What dark magic is this? Why does the voltage creep back up to 3v? and how did the controller in the Fenix light know when to cut the power if the raw voltage reading of the battery at that point was 2.91v?
It’s normal for a healthy cell to creep back to its nominal voltage. The the 2.9v you see was taken right after it had undergone a “load” from the light.
Normally its 3.4 to 3.6v for a healthy cell to be in fully-discharged, after sitting for sometime.
If you recall, even your car battery will do this if the car won’t start and you grind it down to the solenoid “Click, Click”. After a few minutes it generally will regain enough voltage to try and turn the engine over, albeit somewhat slowly and not for long.
All battery voltage ‘sags’ under load. The higher the load, and the poorer the battery > the more pronounced the sag. Remove the load, which included the cut-off in a light > voltage rebound.
You can take a crap battery, completely full, put it under a high load in a demanding application, and have it fail/quit almost immediately. But, check it with a low load and almost all the capacity is still there.
Which is why some high output/lower capacity batteries, will do better in some high demand lights, than a low output/higher capacity battery.
The ability to bounce back after a deep discharge is one of the signs of a healthy cell. Cells that don’t bounce are culled out and rejected for use in some aerospace applications.

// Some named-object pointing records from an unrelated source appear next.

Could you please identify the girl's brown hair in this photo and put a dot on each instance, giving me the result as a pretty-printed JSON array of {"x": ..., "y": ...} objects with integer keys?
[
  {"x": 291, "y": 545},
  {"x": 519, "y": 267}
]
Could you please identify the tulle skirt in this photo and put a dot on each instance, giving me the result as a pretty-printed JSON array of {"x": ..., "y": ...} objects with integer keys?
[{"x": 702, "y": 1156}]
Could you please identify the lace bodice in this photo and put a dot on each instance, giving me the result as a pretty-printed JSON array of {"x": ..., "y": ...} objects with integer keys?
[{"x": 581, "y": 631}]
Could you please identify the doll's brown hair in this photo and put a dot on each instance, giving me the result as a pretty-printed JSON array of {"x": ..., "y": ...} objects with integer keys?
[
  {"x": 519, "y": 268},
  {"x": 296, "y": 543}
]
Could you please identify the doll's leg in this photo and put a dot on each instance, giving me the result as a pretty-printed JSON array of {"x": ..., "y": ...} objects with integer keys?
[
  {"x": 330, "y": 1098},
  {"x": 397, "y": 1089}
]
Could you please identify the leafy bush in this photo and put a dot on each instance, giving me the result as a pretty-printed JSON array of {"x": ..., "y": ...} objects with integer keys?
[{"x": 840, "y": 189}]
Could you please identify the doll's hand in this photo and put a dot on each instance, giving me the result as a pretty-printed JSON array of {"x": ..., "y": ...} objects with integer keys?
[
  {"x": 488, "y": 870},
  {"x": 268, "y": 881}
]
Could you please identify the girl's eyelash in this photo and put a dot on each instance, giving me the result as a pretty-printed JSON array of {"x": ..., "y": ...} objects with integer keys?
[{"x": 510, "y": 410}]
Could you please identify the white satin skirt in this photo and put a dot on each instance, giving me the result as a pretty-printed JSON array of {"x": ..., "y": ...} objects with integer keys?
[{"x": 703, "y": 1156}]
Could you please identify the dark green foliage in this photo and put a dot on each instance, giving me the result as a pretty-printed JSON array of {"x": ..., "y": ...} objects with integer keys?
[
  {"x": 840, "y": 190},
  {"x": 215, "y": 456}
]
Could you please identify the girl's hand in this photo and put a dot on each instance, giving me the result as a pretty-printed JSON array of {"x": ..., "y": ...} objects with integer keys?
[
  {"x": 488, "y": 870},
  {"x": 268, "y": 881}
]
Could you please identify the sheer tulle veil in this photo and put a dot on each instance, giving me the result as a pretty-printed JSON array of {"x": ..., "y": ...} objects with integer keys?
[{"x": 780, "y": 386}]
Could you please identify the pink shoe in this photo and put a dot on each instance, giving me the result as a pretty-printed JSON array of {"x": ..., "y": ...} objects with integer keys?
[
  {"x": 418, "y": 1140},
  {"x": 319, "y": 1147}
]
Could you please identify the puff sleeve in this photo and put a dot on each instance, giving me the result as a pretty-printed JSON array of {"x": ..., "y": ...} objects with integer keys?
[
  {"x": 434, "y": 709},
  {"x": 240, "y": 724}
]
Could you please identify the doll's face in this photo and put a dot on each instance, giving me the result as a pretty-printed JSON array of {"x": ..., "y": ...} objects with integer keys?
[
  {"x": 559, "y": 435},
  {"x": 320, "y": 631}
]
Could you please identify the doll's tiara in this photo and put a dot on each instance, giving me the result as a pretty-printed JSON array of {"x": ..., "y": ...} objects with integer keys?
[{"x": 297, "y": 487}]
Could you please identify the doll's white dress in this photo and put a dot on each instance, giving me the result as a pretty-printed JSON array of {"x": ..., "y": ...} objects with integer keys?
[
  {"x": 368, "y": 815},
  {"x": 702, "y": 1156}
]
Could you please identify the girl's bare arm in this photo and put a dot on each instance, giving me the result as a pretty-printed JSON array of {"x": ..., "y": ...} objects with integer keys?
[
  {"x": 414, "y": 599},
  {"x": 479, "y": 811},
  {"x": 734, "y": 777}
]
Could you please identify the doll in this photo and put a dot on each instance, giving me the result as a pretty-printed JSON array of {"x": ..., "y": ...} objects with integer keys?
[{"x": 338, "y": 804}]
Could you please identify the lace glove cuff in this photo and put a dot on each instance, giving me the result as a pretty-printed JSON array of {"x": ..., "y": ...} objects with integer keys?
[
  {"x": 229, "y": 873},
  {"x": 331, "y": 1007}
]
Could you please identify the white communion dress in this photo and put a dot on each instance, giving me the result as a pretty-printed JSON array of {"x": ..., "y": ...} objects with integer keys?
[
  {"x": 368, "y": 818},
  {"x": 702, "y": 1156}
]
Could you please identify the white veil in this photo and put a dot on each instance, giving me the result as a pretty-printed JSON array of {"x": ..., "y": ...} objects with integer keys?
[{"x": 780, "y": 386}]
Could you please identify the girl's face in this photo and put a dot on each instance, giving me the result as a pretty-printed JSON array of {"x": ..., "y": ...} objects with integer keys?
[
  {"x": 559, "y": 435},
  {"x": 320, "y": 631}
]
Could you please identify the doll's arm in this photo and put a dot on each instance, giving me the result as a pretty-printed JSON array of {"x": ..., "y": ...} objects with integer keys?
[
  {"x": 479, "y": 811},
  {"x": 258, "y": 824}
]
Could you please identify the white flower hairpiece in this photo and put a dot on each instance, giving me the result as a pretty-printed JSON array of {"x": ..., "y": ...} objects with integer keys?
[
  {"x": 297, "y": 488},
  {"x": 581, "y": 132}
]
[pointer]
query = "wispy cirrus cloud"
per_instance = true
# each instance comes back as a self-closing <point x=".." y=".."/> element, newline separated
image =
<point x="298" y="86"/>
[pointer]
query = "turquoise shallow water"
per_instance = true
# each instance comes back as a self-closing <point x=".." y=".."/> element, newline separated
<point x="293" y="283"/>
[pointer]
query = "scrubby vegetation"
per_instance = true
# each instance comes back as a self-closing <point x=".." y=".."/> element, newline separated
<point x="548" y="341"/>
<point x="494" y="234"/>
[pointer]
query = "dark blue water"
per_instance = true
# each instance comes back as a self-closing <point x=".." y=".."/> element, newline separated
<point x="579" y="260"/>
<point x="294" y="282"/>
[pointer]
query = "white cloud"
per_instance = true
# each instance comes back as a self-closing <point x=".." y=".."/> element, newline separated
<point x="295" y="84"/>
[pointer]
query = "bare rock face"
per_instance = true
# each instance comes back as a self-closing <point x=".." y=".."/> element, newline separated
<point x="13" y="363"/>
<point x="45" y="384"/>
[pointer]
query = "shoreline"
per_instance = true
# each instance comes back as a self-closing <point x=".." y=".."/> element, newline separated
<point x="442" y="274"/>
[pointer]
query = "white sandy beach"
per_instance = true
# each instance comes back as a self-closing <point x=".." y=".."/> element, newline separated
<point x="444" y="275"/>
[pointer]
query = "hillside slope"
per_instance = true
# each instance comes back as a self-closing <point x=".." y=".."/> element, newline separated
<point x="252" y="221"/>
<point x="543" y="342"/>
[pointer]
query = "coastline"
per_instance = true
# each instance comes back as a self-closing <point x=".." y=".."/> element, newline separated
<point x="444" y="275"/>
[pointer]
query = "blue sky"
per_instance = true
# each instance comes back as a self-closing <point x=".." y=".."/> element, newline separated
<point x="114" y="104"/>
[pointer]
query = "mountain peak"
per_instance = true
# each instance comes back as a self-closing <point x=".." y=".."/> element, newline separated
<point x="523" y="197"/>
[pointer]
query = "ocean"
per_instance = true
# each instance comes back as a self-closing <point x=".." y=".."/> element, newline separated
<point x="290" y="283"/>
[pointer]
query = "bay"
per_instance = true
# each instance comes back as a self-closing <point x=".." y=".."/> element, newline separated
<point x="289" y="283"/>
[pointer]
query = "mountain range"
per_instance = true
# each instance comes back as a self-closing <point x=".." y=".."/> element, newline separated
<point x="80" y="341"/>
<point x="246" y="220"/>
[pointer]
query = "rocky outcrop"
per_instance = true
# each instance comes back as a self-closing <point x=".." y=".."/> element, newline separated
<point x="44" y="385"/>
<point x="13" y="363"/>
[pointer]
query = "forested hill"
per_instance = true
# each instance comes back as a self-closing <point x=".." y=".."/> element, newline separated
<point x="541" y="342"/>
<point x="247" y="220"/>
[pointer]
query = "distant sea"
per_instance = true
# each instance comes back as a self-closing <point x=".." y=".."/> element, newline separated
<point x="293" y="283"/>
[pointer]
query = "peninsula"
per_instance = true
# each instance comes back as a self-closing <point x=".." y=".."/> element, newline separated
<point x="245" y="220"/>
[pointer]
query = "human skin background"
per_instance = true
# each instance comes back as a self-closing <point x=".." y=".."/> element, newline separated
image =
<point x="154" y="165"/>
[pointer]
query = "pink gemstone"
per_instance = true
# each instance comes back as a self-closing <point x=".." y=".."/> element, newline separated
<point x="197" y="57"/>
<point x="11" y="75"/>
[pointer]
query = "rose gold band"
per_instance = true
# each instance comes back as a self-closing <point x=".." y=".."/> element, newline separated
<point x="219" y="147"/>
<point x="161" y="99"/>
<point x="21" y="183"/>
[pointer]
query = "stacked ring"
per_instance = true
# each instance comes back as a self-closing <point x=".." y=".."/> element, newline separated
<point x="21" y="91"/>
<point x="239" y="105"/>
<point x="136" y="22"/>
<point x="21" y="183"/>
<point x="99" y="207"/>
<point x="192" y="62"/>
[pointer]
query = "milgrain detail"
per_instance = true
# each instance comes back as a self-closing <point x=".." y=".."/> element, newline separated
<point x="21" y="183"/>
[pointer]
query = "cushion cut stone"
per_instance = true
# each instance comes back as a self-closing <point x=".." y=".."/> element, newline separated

> how did the controller in the Fenix light know when to cut the power
from your comments it seems the Fenix has built in LVP (Low Voltage Protection)
you dont say which Fenix, so I cant look it up, but LVP should be listed as a feature
your comments also suggest the Battery Cell is UnProtected, otherwise when protection in a battery is tripped, it would read 0 Volts.
we dont know what the LVP is set to trigger at, but my guess is 2.7v (could also be 2.5v). It is better for the battery cycle life, to recharge before going below 3.4v.
the 2.91v you measured was without a load, and may have already had a slight rebound.
rebound is normal, but dont let it fool you, and dont repeatedly redrain a depleted cell, just because it rebounded (a Very temporary condition). It will trigger the LVP again, quickly, and this is Bad to do.
I see, thanks. Sounds like when it first steps down the output it would probably be sensible to switch off and remove it from the light then. I normally never get below 3.8v after evening walks so not really an issue for me, I only noticed this behaviour when deliberately running it down to see what happened.
Have there been any incidents of leakage or fires with batteries inside a well made aluminium torch? I would assume there isn’t enough oxygen in one for combustion and i doubt there’s enough energy to blow the metal apart… just curious if keeping batteries in lights is relatively safe or not. Obviously if it leaked it would still be bad
> Kinda feel like I want to get protected batteries now!
that is a reasonable approach, for lights that lack LVP
> Have there been any incidents of leakage or fires with batteries inside a well made aluminium torch?
yes, but that is not your primary risk. The main issue is related to recharging a cell that has been overdischarged.
also, the main risk is from ICR cells… the newer chemistries INR, and IMR, are less likely to get damaged by overdischarge (and are more likely to be sold unprotected).
maybe you can deduce what caused this: (Im not sure)
> oxygen
I dont think the issue is “normal” combustion… it seems to be more of an electrochemical heat discharge.
you could spend some quality time googling for more info… I started to search and found this (battery fire, but not a flashlight):
Pretty sure my light has LVP as evidenced by it cutting out when the cell read 3v. Not sure id gain much by using a protected cell, i’d presumably still have to monitor it while charging, the safety mechanisms are still there with an unprotected cell they’re just in the light and the charger rather than on the cell itself.